21 de dezembro de 2009

Eram folhas amareladas. Para dar um tom mais clássico, havia queimado levemente as suas pontas. Que tipo de autor queimaria as pontas de folhas amareladas? Não era um drama. Era um conto de fada, daqueles com finais felizes. Pelo conforto que ele trazia a cada página folheada, era feito exatamente sob medida para àquelas situações. Talvez o autor se importasse com o sentimento do leitor mais do que o esperado, ou só quisesse fazer aquilo pra deixar mais bonito. Não importava. Levantou-se e foi até a janela ver se o tempo estava ao seu favor e, fitando Lennon, decidiu caminhar. Guardou o livro no maior bolso do casaco e suas bordas queimadas ficaram para fora, dando um ar de extremamente decididas.
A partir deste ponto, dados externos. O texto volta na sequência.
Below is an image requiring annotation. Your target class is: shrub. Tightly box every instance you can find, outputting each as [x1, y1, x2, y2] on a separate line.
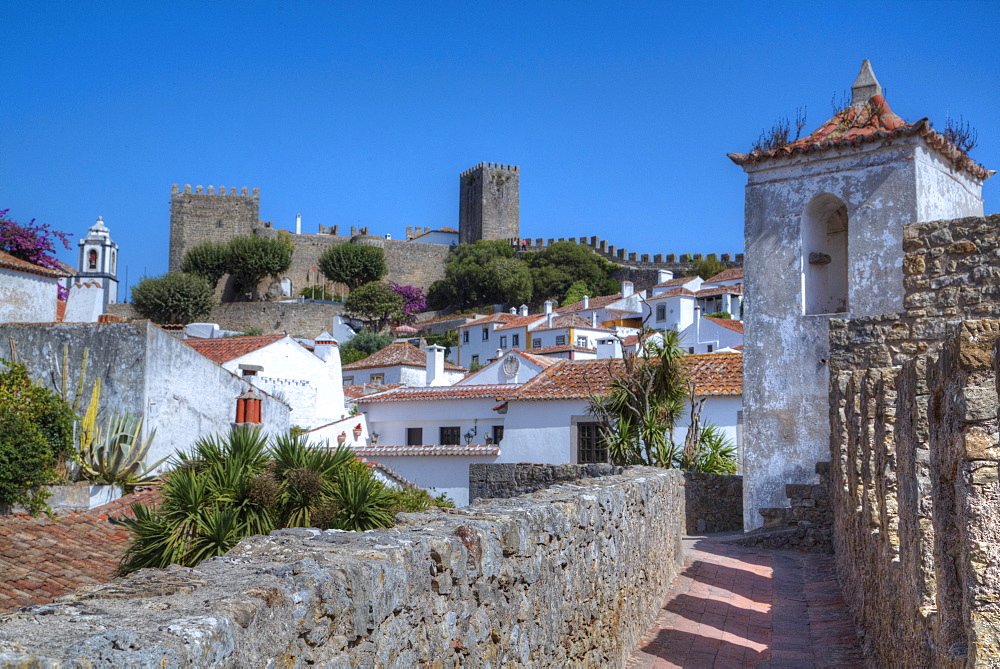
[132, 274, 215, 325]
[316, 244, 389, 290]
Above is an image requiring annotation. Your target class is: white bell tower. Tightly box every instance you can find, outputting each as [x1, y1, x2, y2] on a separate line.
[74, 216, 118, 311]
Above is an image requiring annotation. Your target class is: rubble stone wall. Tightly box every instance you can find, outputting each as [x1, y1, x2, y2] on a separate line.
[829, 210, 1000, 667]
[0, 467, 684, 667]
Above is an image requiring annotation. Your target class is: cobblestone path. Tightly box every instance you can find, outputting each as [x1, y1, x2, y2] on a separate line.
[627, 535, 864, 669]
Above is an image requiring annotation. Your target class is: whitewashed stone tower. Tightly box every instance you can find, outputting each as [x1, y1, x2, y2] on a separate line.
[74, 216, 118, 311]
[729, 60, 991, 530]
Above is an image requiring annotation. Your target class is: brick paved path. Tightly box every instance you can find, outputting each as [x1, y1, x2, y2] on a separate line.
[627, 535, 864, 669]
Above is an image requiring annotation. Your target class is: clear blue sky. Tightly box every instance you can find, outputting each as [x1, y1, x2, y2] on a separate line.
[0, 0, 1000, 294]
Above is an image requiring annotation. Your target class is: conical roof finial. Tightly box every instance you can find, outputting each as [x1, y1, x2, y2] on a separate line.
[851, 58, 882, 107]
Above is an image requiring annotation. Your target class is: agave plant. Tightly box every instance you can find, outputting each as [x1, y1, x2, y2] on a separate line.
[80, 414, 166, 485]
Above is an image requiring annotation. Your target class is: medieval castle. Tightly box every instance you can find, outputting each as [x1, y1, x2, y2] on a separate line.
[169, 163, 743, 296]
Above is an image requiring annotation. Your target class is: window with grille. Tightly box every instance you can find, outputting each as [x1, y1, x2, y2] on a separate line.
[576, 423, 608, 465]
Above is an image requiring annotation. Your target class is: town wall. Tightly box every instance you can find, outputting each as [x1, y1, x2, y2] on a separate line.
[829, 215, 1000, 666]
[0, 467, 684, 667]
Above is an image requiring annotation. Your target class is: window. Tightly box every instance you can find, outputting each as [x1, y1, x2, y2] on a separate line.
[576, 423, 608, 465]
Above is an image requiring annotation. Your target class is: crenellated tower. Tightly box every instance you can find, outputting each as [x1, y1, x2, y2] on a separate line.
[458, 163, 521, 243]
[169, 184, 260, 272]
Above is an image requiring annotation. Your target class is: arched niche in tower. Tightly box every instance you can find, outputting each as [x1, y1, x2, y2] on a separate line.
[802, 193, 848, 314]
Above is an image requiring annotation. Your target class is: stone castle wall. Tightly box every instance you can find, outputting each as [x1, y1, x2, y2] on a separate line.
[0, 467, 684, 667]
[829, 215, 1000, 666]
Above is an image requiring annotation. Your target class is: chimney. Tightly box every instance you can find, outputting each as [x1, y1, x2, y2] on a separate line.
[427, 344, 448, 386]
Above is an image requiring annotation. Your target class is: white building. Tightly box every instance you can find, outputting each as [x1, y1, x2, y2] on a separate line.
[184, 333, 347, 428]
[357, 351, 742, 505]
[343, 342, 466, 386]
[0, 251, 66, 323]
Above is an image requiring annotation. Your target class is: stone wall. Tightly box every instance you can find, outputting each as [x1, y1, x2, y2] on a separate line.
[469, 462, 624, 500]
[830, 321, 1000, 666]
[684, 472, 743, 534]
[0, 468, 684, 667]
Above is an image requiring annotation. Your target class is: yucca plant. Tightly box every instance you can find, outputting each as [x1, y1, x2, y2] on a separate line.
[80, 414, 166, 485]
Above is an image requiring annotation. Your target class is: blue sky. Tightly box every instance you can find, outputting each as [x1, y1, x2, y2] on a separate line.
[0, 0, 1000, 294]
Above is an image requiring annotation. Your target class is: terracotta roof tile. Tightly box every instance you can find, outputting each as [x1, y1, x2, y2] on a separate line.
[344, 342, 466, 372]
[0, 251, 70, 279]
[705, 267, 743, 283]
[358, 384, 516, 404]
[354, 444, 500, 457]
[702, 316, 743, 334]
[555, 293, 622, 314]
[507, 353, 743, 401]
[185, 326, 288, 364]
[0, 487, 159, 612]
[729, 95, 994, 179]
[695, 283, 743, 297]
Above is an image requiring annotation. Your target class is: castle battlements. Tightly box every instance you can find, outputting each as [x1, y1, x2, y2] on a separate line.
[461, 163, 521, 177]
[170, 184, 260, 198]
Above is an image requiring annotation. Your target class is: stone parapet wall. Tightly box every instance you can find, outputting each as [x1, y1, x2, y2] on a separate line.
[469, 462, 625, 500]
[830, 320, 1000, 666]
[0, 468, 684, 667]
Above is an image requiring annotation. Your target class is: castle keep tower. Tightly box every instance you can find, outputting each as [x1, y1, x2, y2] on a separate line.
[458, 163, 521, 243]
[169, 184, 260, 272]
[729, 60, 991, 530]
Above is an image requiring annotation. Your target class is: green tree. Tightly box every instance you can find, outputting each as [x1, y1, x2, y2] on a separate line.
[132, 274, 215, 325]
[559, 279, 590, 307]
[525, 242, 619, 303]
[316, 244, 389, 290]
[181, 242, 229, 290]
[344, 281, 405, 332]
[340, 330, 392, 365]
[226, 234, 295, 299]
[427, 240, 532, 309]
[0, 360, 76, 513]
[688, 253, 726, 281]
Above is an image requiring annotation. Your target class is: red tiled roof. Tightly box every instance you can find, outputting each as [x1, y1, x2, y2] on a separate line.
[695, 283, 743, 297]
[0, 251, 69, 279]
[705, 267, 743, 283]
[344, 342, 465, 372]
[184, 326, 288, 364]
[354, 444, 500, 457]
[507, 353, 743, 401]
[728, 95, 993, 179]
[0, 487, 160, 612]
[555, 293, 622, 314]
[531, 344, 597, 355]
[703, 316, 743, 334]
[358, 384, 516, 404]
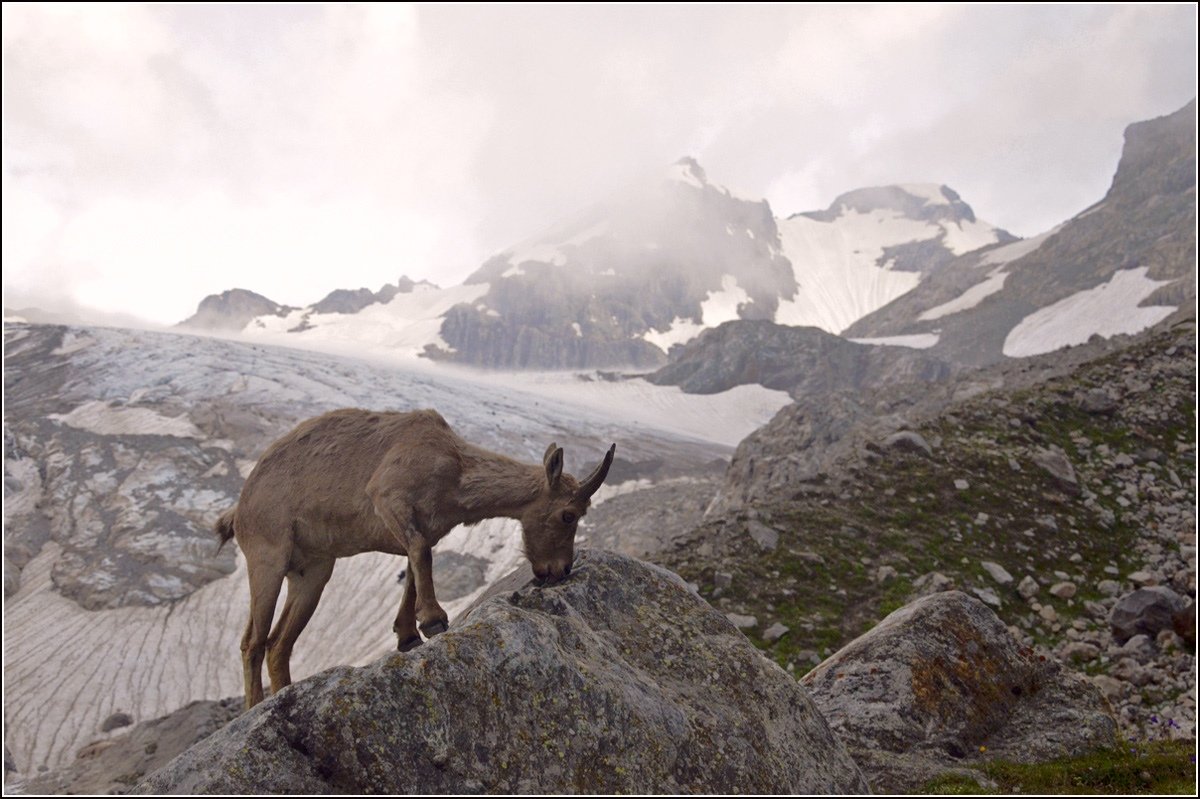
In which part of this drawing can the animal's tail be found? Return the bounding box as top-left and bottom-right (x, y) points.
(212, 504), (238, 554)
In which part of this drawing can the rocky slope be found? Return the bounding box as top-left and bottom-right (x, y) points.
(660, 323), (1196, 737)
(800, 591), (1117, 793)
(646, 320), (952, 398)
(137, 551), (868, 794)
(845, 101), (1196, 365)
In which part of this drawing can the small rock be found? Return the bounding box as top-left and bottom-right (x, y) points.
(1033, 450), (1079, 493)
(1121, 630), (1156, 663)
(796, 649), (821, 666)
(1109, 657), (1150, 687)
(875, 566), (900, 583)
(971, 588), (1003, 607)
(4, 557), (20, 599)
(1128, 571), (1158, 585)
(1092, 674), (1129, 702)
(762, 621), (790, 641)
(725, 613), (758, 630)
(1050, 583), (1076, 599)
(746, 519), (779, 552)
(912, 571), (954, 596)
(1156, 630), (1187, 651)
(1078, 389), (1117, 415)
(979, 560), (1013, 585)
(100, 713), (133, 732)
(883, 431), (934, 457)
(1062, 641), (1100, 663)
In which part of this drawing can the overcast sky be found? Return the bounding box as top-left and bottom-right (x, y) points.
(2, 4), (1196, 323)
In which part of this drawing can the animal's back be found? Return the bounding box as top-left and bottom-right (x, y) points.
(236, 408), (461, 549)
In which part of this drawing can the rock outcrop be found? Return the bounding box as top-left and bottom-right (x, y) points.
(646, 319), (952, 397)
(176, 289), (293, 332)
(802, 591), (1117, 792)
(138, 551), (868, 793)
(844, 100), (1196, 365)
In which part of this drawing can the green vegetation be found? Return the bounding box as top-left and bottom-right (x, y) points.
(923, 740), (1196, 795)
(665, 323), (1196, 675)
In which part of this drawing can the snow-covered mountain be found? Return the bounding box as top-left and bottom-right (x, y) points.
(182, 158), (1013, 368)
(775, 184), (1015, 332)
(4, 324), (788, 773)
(845, 100), (1196, 365)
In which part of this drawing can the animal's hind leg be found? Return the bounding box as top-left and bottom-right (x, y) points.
(239, 541), (287, 710)
(391, 556), (421, 651)
(408, 539), (450, 638)
(266, 560), (334, 693)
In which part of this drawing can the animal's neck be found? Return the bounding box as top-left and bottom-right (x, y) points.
(460, 447), (546, 524)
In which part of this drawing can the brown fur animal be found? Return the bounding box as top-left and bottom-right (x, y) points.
(216, 409), (617, 709)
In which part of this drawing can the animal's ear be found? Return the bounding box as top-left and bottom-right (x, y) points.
(542, 444), (563, 488)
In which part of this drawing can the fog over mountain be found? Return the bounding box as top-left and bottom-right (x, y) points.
(4, 4), (1196, 325)
(2, 4), (1198, 794)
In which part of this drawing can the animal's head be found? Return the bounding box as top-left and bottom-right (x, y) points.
(521, 444), (617, 583)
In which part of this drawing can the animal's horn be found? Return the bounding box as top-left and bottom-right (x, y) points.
(576, 444), (617, 499)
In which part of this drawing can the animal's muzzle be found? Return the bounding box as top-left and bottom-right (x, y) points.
(533, 563), (571, 585)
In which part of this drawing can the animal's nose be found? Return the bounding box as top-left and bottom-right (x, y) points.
(533, 563), (571, 585)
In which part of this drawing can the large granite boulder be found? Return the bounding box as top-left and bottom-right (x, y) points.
(1109, 585), (1195, 644)
(802, 591), (1117, 792)
(138, 551), (868, 794)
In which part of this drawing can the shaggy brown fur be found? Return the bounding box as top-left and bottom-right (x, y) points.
(215, 409), (617, 708)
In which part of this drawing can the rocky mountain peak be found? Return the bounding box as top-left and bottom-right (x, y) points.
(667, 156), (708, 188)
(179, 289), (292, 330)
(793, 184), (976, 223)
(1106, 98), (1196, 204)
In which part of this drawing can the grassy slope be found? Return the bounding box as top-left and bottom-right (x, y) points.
(664, 319), (1196, 674)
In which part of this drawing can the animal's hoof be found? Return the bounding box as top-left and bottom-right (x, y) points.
(421, 619), (446, 638)
(396, 636), (421, 651)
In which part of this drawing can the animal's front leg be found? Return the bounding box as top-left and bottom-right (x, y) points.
(371, 489), (449, 638)
(391, 559), (421, 651)
(408, 536), (450, 638)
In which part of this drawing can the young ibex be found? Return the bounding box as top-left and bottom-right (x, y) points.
(216, 409), (617, 709)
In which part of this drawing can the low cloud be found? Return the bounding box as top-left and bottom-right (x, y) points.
(4, 4), (1196, 323)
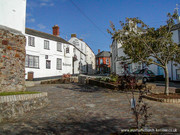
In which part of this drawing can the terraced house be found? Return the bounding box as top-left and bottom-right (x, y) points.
(25, 25), (74, 79)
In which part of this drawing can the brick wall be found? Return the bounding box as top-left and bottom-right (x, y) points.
(0, 27), (26, 92)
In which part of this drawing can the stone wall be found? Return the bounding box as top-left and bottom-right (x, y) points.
(0, 26), (26, 92)
(0, 92), (49, 122)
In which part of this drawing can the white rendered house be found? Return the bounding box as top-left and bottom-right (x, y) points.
(69, 34), (95, 74)
(25, 25), (74, 79)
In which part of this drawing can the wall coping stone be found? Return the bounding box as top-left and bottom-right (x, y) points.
(0, 92), (48, 103)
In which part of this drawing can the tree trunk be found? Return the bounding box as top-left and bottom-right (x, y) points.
(164, 64), (169, 95)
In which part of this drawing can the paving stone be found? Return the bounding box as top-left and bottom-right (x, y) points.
(0, 84), (180, 135)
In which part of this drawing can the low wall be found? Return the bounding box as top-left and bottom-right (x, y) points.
(0, 92), (49, 122)
(0, 26), (26, 92)
(41, 77), (78, 84)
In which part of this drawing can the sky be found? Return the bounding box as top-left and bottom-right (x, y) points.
(26, 0), (180, 54)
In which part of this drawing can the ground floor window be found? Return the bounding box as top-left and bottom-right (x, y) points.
(46, 60), (51, 69)
(57, 58), (62, 70)
(25, 55), (39, 68)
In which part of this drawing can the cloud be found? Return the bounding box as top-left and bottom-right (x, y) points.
(27, 18), (35, 23)
(40, 3), (47, 7)
(80, 33), (90, 39)
(37, 24), (46, 29)
(26, 13), (32, 17)
(27, 1), (38, 8)
(41, 0), (51, 2)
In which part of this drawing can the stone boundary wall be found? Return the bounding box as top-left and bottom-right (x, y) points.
(0, 25), (26, 92)
(41, 77), (78, 84)
(0, 92), (49, 122)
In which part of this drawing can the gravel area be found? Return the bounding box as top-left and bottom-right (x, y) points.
(0, 84), (180, 135)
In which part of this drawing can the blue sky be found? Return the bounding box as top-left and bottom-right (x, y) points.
(26, 0), (180, 54)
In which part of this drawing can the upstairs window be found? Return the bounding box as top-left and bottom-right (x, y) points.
(100, 59), (103, 64)
(81, 43), (83, 51)
(57, 42), (62, 52)
(28, 36), (35, 47)
(106, 58), (109, 65)
(66, 47), (69, 53)
(46, 60), (51, 69)
(25, 55), (39, 68)
(57, 58), (62, 70)
(44, 40), (49, 50)
(96, 60), (99, 65)
(73, 48), (76, 53)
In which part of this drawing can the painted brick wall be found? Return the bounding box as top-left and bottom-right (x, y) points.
(0, 28), (26, 92)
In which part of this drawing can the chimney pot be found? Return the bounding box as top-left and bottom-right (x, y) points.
(71, 34), (76, 37)
(52, 25), (59, 36)
(98, 49), (100, 53)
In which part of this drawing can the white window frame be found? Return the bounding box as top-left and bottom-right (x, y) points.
(28, 36), (35, 47)
(57, 42), (62, 52)
(25, 54), (39, 68)
(56, 58), (62, 70)
(44, 40), (50, 50)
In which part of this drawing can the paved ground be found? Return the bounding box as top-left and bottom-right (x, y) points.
(0, 84), (180, 135)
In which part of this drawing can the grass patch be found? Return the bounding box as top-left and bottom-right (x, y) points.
(0, 91), (40, 96)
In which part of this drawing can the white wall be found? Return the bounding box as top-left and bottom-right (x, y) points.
(0, 0), (26, 34)
(69, 37), (95, 74)
(25, 34), (73, 79)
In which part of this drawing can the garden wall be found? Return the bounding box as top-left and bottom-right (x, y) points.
(0, 92), (49, 122)
(0, 26), (26, 92)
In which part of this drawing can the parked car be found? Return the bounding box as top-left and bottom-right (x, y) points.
(133, 68), (156, 83)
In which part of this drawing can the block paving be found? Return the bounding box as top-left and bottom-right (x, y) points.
(0, 84), (180, 135)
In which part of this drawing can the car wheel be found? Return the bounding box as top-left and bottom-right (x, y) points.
(143, 77), (147, 83)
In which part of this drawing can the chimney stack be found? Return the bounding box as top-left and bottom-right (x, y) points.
(98, 49), (100, 53)
(52, 25), (59, 37)
(71, 34), (76, 37)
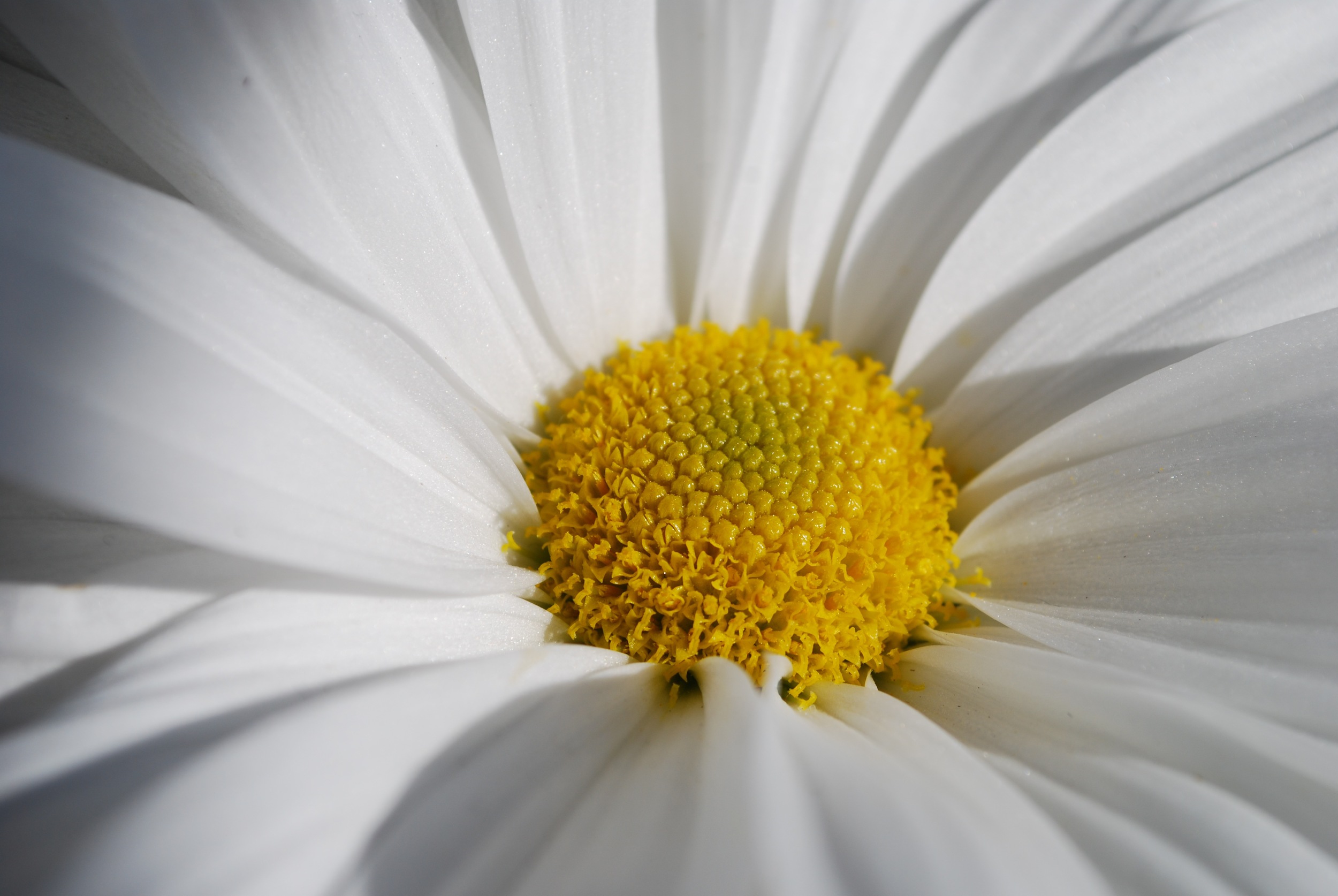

Imaginou que não seria possível ficar muito tempo fora de casa, sentia-se vagamente perdida longe das suas paredes e do seu chão. O negro dos seus cabelos fazia par com seus lábios vermelhos, e seus grandes olhos escuros marcavam profundamente o seu rosto. O cappuccino que comprara estava tão quente quanto gostava, e seu perfume floral exalava cada vez que passava por alguém, fazendo todos, em sequência, virarem os olhares ao seu encontro. Sentou-se no primeiro banco que havia livre. Sentia-se melhor quando não havia ninguém olhando. Tirou o livro do bolso, que dessa vez parecia muito menor, pois não abrigava nem metade do livro que antes só possuía algumas pontas de folhas para fora, e na sua contra-capa havia um esboço de um desenho. Entre várias linhas, identificou duas pessoas abraçadas, como se o último dia de sua vida fosse aquele, e não existisse amor maior que o representado ali.

6 de dezembro de 2009

Queria de alguma maneira tentar explicar porque as músicas refletiam dentro de si mesma. Eram elas que faziam suas lembranças voltar, eram elas que inspiravam e que deixavam em seu interior um grito preso, um pedaço de recordação trancado na garganta, versos desejosos de voz, até mesmo lágrimas, o ápice de seus sentimentos. Não queria deixar os dias irem sem um sentido. Eram as antigas e clássicas contradições, que moviam as horas em um ritmo cansativo. Suas paredes chamavam alguém, até mesmo Lennon sabia que ela precisava de um complemento, e não sua metade. Não poderia se anular. O seu sofá verde mostrava que além dela, mais alguém deveria sentar-se ali, e ocupar o lugar das almofadas amarelas e laranjas com franjinhas que trouxera da casa da pessoa que a guardava em baixo das asas. O espaço vazio do sofá procurava ocupar com controles da televisão, e coisas tão supérfluas, que no lugar de substituir alguém, só a fazia lembrar mais que o lugar deveria ser ocupado. Mas não queria achar ninguém. A razão que por muito tempo procurava em sua vida, já havia sido descoberta. O céu que deliciava seus olhos, a porção escura e antiga da cidade, as praças convidativas que conhecia, os cappuccinos do café de portas vermelhas, os livros, as músicas. Tudo isso era sua felicidade, que não imaginava como alguém pudesse fazê-la, ou trazê-la. O homem de Saint Paul estava muito ausente, tal como seu perfume no cachecol. Ela só não queria depender de ninguém, não queria depender de um sentimento que amanhã poderia não existir. “Does anybody else in here, feel the way I do?”